妹は哲学について興味を持ち、まぁ、何かしら本を読んでみようと思い立ったらしい。「いい本はないか?」と訊かれたので、「池田晶子の本がいいよ」ともちろん推したわけである。ここ1ヶ月くらいは読んでませんけど、大ファンですからね。当然推します。で、「い・け・だ・あ・き・こ、ね〜」とスマホを使って(おそらくアマゾンで)調べた妹が、「お!じゃあ、この『14歳からの哲学』を読んでみようかな!」とか言いはじめるので、私は全力で止めた。「ダメ!その本が一番難しい!!」

だって本当に難しいんだもの。池田晶子本人も書いていたが、哲学(というか考えること)の深淵を、その一番深いところに一直線に切り込んでいる。「人生はなんのため?」「生きる、と、死ぬ、とは?」「愛とは?」「戦争とは?」「考えるとは?」「善とは?」「悪とは?」こういうことは、本来若い頃にめい一杯考え抜いて、大人になってから、政治とか社会とか、そういうふりかけをかけるのが正しい順番なのだ。ふりかけで満たされたお茶碗の中にご飯を詰め込もうとしても、ダメ。まずはふりかけで、お茶碗が一杯であることを自覚し、そしてふりかけを中から掻き出すことを先にすべきである。

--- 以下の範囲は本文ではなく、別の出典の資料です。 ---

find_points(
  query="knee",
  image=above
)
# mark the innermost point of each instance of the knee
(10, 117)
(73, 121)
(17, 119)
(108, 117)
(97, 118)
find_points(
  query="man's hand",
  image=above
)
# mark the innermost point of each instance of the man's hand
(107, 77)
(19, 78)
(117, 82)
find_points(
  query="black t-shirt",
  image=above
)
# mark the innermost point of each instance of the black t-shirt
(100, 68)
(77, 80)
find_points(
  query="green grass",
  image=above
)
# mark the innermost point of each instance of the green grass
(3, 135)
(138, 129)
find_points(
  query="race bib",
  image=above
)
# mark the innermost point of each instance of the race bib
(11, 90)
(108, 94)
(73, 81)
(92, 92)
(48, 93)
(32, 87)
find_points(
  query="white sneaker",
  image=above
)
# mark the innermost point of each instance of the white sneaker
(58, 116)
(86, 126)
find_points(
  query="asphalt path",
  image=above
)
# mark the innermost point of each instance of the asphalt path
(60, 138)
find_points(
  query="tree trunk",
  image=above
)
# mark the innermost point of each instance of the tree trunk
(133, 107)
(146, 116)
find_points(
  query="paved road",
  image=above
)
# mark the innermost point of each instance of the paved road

というわけで、妹にオススメしたのは、同じコリー犬を飼っていたのだし、「犬の力を知っていますか?」という本。「犬を飼う」ことで発生する日常生活(散歩や犬とのコミュニケーション、犬が死ぬこと)にも哲学的思考は存在することを自覚する、それこそがふりかけを掻き出す第一歩となるのだ!(別に犬の話じゃなくってもいいんだけど、犬好きには一番取っつきやすいと思う。)「プレゼントしてあげるよ」と約束したので、今度渡さなくては。その他、読みやすいのは「考える日々 全編」とか「暮らしの哲学」あたりかな。雑誌の連載をまとめたものは比較的読みやすいと思います。まぁ、以下のリンクから色々探してみてください。

池田晶子の本

とにかく、すでに不純物にまみれてしまった大人には、純粋無垢な存在と信じて書かれた子供向け哲学書は、超絶難解なのである。同じくらいのページ数なのに、大人向けは1日で読めたが、14歳向けは数日かかってしまった。薄汚れた大人は、まず、自分についている埃をはたき落とすところから始めなくてはいけない。